The more of a pain issue is that on the 8v batteries the 'ears' on the flow-rite caps interfered with many of my cable runs... so I ended up sawing the ears off most of the caps. not difficult, but a pain. I wrote in to flow-rite to suggest that using the 'earless' design they have for industrial batteries would probbly be better for the typical EV-er.


----------



## dougmcp (Jun 2, 2010)

Last time I was at Sam's Club the GC8 batteries were about $78 plus core chg.
In CA the ones that they have been supplying for over a year are Energizers, labeled/distributed by Johnson Controls.


----------



## belair (May 24, 2010)

These are the Interstates I am looking for. http://corporate.interstatebatteries.com/golfcar/

If they are at Sam's here in Nashville they will be my huckleberrry. Again I am just assuming they are still US battery but will confirm.


----------



## rmay635703 (Oct 23, 2008)

TheSGC said:


> The color scheme of black and green does seem interesting, I haven't seen any batteries with that configuration.


 My greensavers from china look a bit like that (but square)


----------



## BHall (Aug 1, 2007)

Ok, got some measurements and info...

Sam's Club new black case, green top Interstate Powerfast (PFGC8) 
90min reserve
170AH 
L= 10.25"
W= 7.125"
H (w/o terminals & caps) = 9.625"
H (with terminals & caps) = 10.625"
Labels don't refer to Johnson Controls anywhere
made in Mexico
Price here in OKC: $72.26 + core
Here's the kicker..... now only a 6 month free replacement warranty.​
White case red top US 8VGC (data pulled from US Battery web site)
90min reserve
170AH 
L= 10.25"
W= 7.125"
H = 11.25"
Best price = you fill in the blank and let us know​
Footprint appears to be the same..whew, already built my racks. Interstate battery is shorter, may be how it is measured or it has a different type of cap.

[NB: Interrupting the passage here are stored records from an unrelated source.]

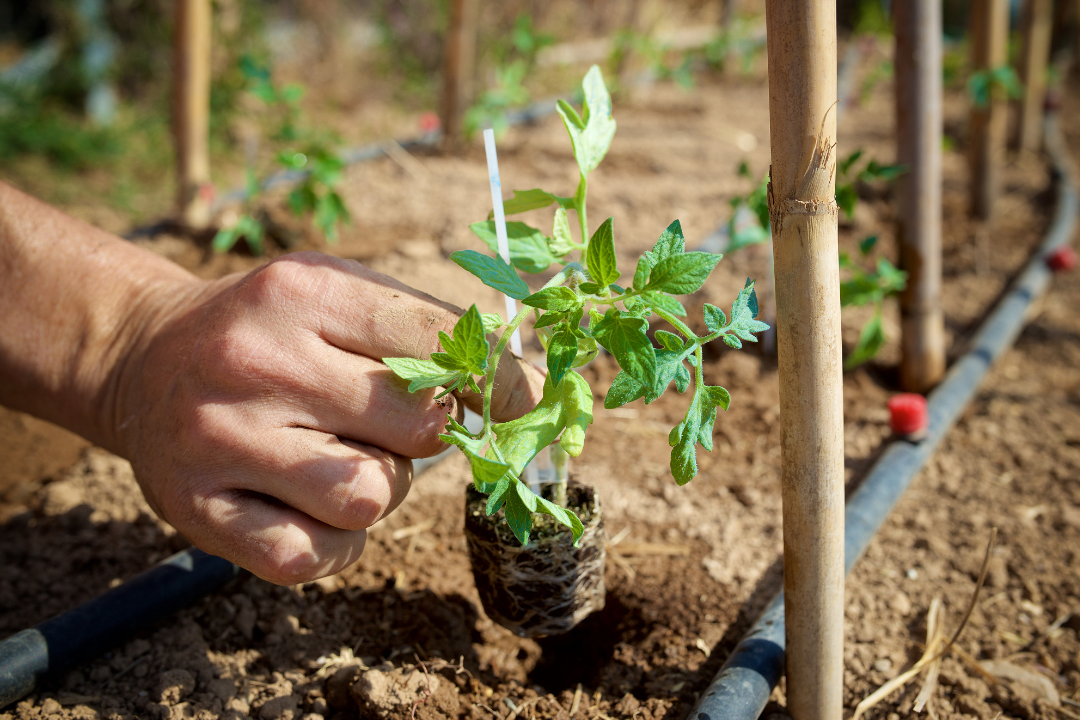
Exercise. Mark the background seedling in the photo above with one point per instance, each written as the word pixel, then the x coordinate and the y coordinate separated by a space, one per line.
pixel 577 311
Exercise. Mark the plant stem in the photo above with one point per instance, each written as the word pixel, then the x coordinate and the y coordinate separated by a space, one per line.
pixel 494 364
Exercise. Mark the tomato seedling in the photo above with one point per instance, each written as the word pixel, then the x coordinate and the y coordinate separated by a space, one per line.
pixel 577 311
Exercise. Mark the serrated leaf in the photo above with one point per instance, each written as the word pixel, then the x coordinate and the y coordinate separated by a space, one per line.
pixel 670 340
pixel 498 494
pixel 491 322
pixel 529 248
pixel 563 516
pixel 562 351
pixel 557 299
pixel 664 302
pixel 565 406
pixel 715 320
pixel 670 243
pixel 562 241
pixel 623 390
pixel 527 200
pixel 549 318
pixel 623 336
pixel 682 273
pixel 493 272
pixel 518 516
pixel 599 257
pixel 592 132
pixel 420 374
pixel 468 348
pixel 487 473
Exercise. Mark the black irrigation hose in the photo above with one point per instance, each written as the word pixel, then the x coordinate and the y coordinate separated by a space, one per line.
pixel 43 653
pixel 743 684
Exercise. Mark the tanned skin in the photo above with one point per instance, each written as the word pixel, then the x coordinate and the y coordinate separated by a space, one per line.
pixel 254 408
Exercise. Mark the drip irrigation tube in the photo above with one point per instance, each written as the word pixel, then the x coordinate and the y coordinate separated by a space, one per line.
pixel 743 684
pixel 42 653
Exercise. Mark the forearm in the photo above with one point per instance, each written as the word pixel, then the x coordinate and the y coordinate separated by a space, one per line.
pixel 73 299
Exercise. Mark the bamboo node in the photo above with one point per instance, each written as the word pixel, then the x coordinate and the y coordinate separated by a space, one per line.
pixel 810 206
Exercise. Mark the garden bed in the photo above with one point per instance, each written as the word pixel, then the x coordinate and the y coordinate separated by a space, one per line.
pixel 692 566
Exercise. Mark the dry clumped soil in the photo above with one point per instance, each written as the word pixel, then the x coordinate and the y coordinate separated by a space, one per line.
pixel 402 634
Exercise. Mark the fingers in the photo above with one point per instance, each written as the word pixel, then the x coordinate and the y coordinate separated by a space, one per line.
pixel 273 541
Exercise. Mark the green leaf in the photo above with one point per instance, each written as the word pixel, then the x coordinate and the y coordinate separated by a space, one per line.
pixel 871 340
pixel 562 241
pixel 623 390
pixel 562 351
pixel 591 133
pixel 683 273
pixel 487 473
pixel 562 515
pixel 696 429
pixel 599 256
pixel 491 322
pixel 493 272
pixel 567 406
pixel 715 318
pixel 527 200
pixel 557 299
pixel 664 302
pixel 529 248
pixel 421 374
pixel 468 349
pixel 670 340
pixel 624 337
pixel 671 242
pixel 743 312
pixel 518 515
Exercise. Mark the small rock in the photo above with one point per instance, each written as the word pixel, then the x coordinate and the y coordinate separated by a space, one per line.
pixel 381 691
pixel 337 687
pixel 997 573
pixel 281 708
pixel 175 684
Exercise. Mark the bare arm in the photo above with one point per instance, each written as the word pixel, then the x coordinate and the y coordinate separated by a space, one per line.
pixel 255 409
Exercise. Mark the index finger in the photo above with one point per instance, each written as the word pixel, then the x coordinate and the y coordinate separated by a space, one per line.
pixel 365 312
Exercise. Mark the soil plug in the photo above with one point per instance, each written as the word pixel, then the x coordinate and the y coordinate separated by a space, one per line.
pixel 538 549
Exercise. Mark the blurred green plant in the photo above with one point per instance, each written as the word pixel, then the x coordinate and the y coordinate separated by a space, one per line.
pixel 998 83
pixel 309 153
pixel 515 62
pixel 864 287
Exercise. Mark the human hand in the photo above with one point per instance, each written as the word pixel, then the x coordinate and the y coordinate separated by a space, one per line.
pixel 260 422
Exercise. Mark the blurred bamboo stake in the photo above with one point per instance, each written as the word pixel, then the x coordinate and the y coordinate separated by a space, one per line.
pixel 918 63
pixel 191 111
pixel 459 67
pixel 801 45
pixel 1038 24
pixel 989 40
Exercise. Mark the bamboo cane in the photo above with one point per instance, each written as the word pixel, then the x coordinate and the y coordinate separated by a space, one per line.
pixel 801 45
pixel 191 111
pixel 989 39
pixel 459 67
pixel 1038 24
pixel 918 28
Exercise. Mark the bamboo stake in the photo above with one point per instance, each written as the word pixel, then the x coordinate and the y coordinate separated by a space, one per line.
pixel 918 29
pixel 801 45
pixel 191 111
pixel 459 68
pixel 989 38
pixel 1038 24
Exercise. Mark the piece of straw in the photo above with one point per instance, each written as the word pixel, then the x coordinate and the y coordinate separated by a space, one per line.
pixel 500 228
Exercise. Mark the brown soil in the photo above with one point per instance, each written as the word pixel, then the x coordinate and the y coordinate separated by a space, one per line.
pixel 693 565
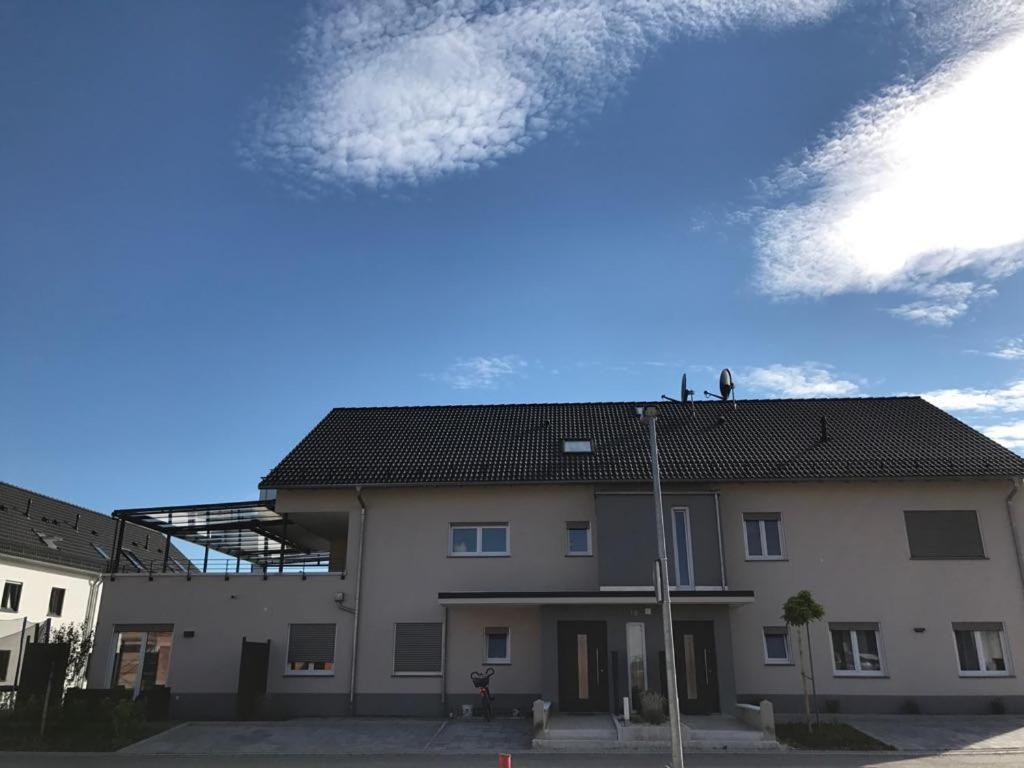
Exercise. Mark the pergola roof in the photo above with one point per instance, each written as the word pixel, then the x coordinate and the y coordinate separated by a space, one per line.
pixel 250 530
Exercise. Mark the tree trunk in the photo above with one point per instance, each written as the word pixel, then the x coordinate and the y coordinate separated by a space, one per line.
pixel 803 681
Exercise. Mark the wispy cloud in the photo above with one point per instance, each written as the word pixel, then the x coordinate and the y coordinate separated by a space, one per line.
pixel 806 380
pixel 481 373
pixel 1007 399
pixel 915 185
pixel 1011 350
pixel 404 91
pixel 1011 434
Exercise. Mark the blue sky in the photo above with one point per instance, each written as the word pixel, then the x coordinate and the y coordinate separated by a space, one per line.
pixel 218 220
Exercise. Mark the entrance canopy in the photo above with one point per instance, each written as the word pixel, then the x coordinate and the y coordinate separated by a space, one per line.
pixel 248 530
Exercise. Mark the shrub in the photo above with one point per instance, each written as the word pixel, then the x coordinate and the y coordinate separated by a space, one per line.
pixel 652 707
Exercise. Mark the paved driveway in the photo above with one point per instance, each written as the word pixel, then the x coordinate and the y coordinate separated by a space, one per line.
pixel 339 736
pixel 943 732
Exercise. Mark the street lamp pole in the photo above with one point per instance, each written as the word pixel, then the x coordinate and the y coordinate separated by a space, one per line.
pixel 649 417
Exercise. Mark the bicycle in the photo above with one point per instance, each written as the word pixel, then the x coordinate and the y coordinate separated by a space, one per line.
pixel 482 681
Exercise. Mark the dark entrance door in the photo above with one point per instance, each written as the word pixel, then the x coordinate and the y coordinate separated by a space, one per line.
pixel 696 668
pixel 252 677
pixel 583 667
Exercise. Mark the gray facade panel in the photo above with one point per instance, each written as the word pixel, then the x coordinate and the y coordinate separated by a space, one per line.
pixel 790 707
pixel 628 545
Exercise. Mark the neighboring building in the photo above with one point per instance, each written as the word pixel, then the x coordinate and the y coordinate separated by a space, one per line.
pixel 522 538
pixel 51 555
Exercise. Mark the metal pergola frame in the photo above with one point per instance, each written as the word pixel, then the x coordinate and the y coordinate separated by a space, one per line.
pixel 250 530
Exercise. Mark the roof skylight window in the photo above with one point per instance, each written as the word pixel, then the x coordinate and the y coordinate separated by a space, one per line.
pixel 578 446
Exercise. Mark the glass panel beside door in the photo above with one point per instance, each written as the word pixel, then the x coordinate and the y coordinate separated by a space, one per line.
pixel 141 659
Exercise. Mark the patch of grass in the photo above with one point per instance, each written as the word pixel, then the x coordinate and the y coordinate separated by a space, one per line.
pixel 827 736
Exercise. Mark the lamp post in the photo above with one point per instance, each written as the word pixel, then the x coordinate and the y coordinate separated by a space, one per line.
pixel 648 415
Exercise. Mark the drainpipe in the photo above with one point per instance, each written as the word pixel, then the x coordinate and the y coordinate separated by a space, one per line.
pixel 355 607
pixel 1013 527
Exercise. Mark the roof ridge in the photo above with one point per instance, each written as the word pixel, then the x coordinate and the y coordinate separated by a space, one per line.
pixel 52 498
pixel 622 402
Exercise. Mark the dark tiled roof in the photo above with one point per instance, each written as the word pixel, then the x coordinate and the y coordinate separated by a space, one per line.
pixel 54 519
pixel 868 437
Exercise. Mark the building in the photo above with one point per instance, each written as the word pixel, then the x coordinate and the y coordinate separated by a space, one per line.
pixel 51 557
pixel 398 549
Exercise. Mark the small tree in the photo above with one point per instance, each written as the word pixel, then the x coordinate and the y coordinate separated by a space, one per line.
pixel 79 640
pixel 799 611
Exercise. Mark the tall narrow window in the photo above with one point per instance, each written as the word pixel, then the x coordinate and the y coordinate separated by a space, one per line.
pixel 578 539
pixel 763 536
pixel 56 602
pixel 681 537
pixel 636 655
pixel 981 649
pixel 11 596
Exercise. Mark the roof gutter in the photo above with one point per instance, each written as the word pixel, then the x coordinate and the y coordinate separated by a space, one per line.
pixel 355 607
pixel 1015 488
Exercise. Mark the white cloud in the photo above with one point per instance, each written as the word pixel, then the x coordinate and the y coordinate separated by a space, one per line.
pixel 807 380
pixel 944 303
pixel 1012 350
pixel 403 91
pixel 1011 434
pixel 1008 399
pixel 481 373
pixel 920 183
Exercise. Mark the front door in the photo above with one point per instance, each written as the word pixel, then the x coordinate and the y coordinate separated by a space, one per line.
pixel 696 670
pixel 583 667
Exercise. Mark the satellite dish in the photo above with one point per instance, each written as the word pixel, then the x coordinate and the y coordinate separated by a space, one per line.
pixel 725 383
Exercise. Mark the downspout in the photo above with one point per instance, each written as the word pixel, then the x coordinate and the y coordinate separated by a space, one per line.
pixel 355 607
pixel 1013 528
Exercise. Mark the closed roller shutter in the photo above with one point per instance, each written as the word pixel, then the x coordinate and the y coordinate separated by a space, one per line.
pixel 418 647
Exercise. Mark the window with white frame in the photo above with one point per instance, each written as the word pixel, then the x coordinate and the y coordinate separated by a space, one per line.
pixel 11 596
pixel 578 542
pixel 310 648
pixel 777 645
pixel 497 648
pixel 486 540
pixel 981 649
pixel 56 602
pixel 763 536
pixel 856 649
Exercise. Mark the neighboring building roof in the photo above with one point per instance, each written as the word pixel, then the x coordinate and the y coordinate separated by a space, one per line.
pixel 780 439
pixel 54 521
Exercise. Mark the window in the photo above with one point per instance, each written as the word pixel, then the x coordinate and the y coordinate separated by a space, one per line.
pixel 636 656
pixel 497 648
pixel 141 656
pixel 56 602
pixel 777 645
pixel 763 534
pixel 310 649
pixel 856 649
pixel 132 558
pixel 418 648
pixel 981 649
pixel 478 541
pixel 681 539
pixel 943 535
pixel 578 539
pixel 11 596
pixel 578 446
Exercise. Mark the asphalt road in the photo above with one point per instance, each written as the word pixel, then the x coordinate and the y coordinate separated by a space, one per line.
pixel 773 760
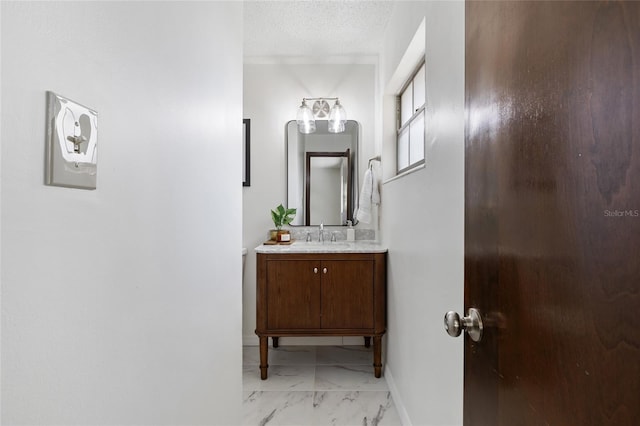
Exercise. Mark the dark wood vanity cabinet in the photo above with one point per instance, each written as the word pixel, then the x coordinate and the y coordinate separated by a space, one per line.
pixel 321 294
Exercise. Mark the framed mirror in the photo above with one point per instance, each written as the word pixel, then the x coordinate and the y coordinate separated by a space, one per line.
pixel 322 174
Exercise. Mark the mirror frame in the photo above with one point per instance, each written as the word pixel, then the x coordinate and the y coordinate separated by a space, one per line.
pixel 307 179
pixel 354 160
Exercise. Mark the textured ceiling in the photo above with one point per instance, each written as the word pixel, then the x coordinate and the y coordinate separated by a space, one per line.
pixel 315 27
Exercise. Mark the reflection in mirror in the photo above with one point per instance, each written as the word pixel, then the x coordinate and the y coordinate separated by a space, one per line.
pixel 322 174
pixel 327 193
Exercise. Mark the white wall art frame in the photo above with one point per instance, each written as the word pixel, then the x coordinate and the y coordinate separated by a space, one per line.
pixel 72 144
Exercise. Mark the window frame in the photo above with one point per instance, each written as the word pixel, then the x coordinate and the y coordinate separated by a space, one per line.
pixel 406 127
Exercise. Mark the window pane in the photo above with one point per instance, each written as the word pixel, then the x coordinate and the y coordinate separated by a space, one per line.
pixel 403 150
pixel 406 105
pixel 419 84
pixel 416 143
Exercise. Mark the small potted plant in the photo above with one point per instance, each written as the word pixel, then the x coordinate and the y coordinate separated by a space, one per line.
pixel 281 217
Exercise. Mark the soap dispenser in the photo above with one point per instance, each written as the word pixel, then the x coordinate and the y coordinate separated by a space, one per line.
pixel 351 233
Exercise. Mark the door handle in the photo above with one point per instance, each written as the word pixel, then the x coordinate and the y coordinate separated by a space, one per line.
pixel 472 324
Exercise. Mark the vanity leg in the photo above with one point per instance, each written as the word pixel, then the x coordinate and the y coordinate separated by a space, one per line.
pixel 264 354
pixel 377 356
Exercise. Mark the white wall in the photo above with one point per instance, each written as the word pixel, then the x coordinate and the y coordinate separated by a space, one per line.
pixel 123 305
pixel 272 94
pixel 422 221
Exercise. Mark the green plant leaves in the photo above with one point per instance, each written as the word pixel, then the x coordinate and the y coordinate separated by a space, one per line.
pixel 282 216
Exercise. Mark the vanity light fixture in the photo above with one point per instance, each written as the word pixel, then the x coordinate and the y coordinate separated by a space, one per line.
pixel 306 117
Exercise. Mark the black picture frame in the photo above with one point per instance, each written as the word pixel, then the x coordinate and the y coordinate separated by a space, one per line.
pixel 246 150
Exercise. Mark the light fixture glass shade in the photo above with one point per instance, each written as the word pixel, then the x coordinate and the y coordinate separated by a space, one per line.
pixel 306 121
pixel 337 118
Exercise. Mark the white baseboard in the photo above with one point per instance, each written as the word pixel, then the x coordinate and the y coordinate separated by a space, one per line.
pixel 397 401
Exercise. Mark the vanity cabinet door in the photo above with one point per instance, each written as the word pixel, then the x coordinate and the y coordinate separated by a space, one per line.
pixel 347 294
pixel 293 294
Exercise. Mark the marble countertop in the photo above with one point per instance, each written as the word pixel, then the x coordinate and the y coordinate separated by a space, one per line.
pixel 358 246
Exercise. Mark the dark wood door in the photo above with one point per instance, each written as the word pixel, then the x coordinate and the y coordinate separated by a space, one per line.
pixel 293 294
pixel 552 212
pixel 347 294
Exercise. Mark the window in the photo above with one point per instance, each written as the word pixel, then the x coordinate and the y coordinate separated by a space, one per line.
pixel 411 121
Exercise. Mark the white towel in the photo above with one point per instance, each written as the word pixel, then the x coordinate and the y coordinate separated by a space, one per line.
pixel 369 196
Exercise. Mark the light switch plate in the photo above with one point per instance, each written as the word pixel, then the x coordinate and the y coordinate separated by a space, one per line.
pixel 72 144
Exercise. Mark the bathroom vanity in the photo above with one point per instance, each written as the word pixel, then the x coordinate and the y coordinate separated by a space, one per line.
pixel 314 289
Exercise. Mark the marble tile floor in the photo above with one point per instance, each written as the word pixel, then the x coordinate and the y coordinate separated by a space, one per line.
pixel 316 386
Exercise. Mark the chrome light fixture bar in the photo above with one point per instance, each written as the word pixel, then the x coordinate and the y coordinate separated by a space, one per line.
pixel 306 117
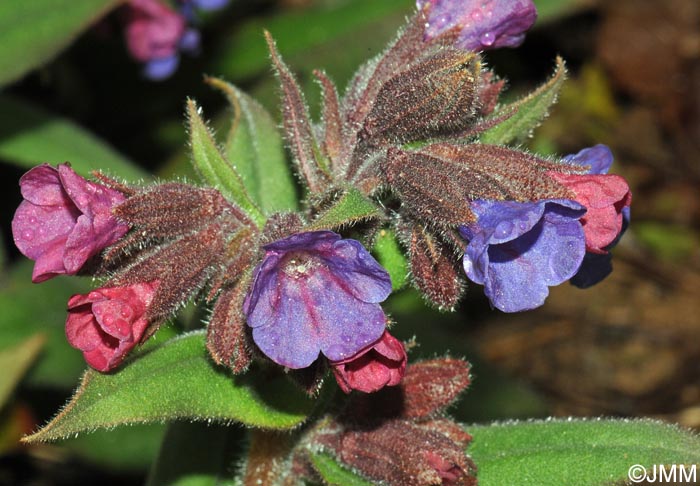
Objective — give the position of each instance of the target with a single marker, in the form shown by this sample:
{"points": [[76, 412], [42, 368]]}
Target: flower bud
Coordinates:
{"points": [[64, 220], [382, 364], [108, 322], [435, 97]]}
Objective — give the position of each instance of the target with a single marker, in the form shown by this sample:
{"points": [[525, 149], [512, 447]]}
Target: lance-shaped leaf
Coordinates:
{"points": [[214, 168], [527, 113], [433, 269], [255, 146], [350, 208], [177, 381], [312, 165], [581, 451], [390, 256], [334, 473], [437, 182], [431, 98], [333, 134]]}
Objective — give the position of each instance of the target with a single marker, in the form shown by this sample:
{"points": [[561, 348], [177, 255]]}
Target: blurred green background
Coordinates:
{"points": [[627, 347]]}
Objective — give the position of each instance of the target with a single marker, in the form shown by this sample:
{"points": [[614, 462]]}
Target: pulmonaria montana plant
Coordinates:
{"points": [[418, 151]]}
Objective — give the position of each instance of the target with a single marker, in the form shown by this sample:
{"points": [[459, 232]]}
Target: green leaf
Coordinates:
{"points": [[214, 168], [527, 113], [392, 258], [33, 31], [350, 208], [247, 54], [14, 362], [581, 452], [30, 136], [132, 448], [255, 147], [195, 454], [177, 381], [335, 474]]}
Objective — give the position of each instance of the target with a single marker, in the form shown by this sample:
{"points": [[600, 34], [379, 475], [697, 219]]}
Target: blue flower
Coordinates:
{"points": [[316, 293], [517, 250]]}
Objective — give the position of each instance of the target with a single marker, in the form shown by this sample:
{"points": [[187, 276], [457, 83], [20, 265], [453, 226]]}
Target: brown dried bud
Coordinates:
{"points": [[433, 269], [400, 452], [228, 341], [182, 267], [430, 386], [172, 209], [434, 97], [436, 183]]}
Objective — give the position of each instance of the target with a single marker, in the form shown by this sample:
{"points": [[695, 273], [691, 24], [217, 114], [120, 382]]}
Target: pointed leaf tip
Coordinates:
{"points": [[526, 114], [213, 166]]}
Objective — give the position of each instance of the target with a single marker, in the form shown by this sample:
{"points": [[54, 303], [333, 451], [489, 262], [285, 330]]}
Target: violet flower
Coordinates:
{"points": [[316, 293], [108, 322], [483, 24], [64, 220], [370, 370], [518, 250], [596, 266]]}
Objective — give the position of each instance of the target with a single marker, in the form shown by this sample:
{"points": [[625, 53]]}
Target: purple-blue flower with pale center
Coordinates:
{"points": [[517, 250], [316, 293], [483, 24], [596, 267]]}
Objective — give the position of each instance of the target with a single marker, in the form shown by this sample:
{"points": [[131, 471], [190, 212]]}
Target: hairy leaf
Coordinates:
{"points": [[579, 451], [391, 257], [527, 113], [30, 136], [349, 209], [254, 146], [313, 167], [334, 473], [33, 31], [177, 381], [215, 168]]}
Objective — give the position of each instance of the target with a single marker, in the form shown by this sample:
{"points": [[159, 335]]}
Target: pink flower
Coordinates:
{"points": [[153, 30], [382, 364], [64, 220], [108, 322], [605, 196]]}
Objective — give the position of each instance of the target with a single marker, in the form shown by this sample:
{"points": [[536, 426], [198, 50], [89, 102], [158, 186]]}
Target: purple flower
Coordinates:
{"points": [[483, 24], [315, 292], [517, 250], [64, 220]]}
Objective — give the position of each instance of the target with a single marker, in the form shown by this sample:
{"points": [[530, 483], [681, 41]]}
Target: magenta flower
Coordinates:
{"points": [[605, 197], [316, 293], [596, 266], [382, 364], [153, 30], [64, 220], [518, 250], [108, 322], [483, 24]]}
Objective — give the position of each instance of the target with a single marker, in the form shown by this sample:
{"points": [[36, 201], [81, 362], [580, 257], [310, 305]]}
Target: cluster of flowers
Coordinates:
{"points": [[522, 223], [156, 33]]}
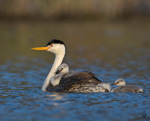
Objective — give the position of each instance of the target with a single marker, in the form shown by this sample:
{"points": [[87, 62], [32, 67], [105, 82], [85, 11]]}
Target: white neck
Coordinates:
{"points": [[57, 62]]}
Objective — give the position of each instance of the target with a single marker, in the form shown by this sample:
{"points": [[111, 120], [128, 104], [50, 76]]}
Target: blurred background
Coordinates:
{"points": [[86, 26], [110, 38], [105, 26]]}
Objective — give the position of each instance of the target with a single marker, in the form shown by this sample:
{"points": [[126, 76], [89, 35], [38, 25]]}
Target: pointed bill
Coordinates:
{"points": [[40, 48]]}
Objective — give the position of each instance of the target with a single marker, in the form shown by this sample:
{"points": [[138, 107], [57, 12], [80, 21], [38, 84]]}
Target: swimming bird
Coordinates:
{"points": [[73, 81], [61, 70], [125, 88]]}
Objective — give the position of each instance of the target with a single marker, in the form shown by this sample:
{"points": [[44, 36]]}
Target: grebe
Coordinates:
{"points": [[125, 88], [73, 81]]}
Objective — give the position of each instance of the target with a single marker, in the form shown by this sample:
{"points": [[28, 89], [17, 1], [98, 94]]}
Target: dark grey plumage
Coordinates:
{"points": [[76, 82], [126, 88]]}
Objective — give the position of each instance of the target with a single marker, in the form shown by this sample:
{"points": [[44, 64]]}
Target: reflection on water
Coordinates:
{"points": [[110, 50]]}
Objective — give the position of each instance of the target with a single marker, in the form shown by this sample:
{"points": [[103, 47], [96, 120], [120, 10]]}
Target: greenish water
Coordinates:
{"points": [[109, 49]]}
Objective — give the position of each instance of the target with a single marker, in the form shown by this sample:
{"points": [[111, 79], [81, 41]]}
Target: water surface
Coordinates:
{"points": [[109, 49]]}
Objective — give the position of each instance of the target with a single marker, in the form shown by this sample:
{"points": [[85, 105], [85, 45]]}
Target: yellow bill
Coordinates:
{"points": [[40, 48]]}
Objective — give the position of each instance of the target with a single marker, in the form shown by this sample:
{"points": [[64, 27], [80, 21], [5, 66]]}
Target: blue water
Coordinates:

Seeing some comments on "cheap batteries"..... Spill it out, are these crap or not? 

Brian


----------



## dougmcp (Jun 2, 2010)

Sam's like a lot of places, buy from different suppliers depending on the distribution warehouses and location of the stores.
In my experience a battery's performance and lifespan has more to do with the care and attention they get than the specific brand as long as the specs are similar.
IMO I'd buy the Sam's Interstates if they are less money and the warranties are similar.
I have 7x6v 2004 Trojans in my golf cart and 6x6v 2002 Sam's Club's in my boat and both are still in good condition and all come up to over 6.3v after a charge and rest.


----------



## belair (May 24, 2010)

*Curious*

From the Interstate website the part # is GC8-HD and is 11.33 tall. Perhaps Interstate is buying from both US and Johnson Control. I looked quickly and it seems that Johnson does quite a bit of manufacturing in Mexico while it was unclear if US does. I don't know if it matters or not and have no experience with either at this point but like you would like to get the best price for good batteries and sort through what is fact or rumor.


----------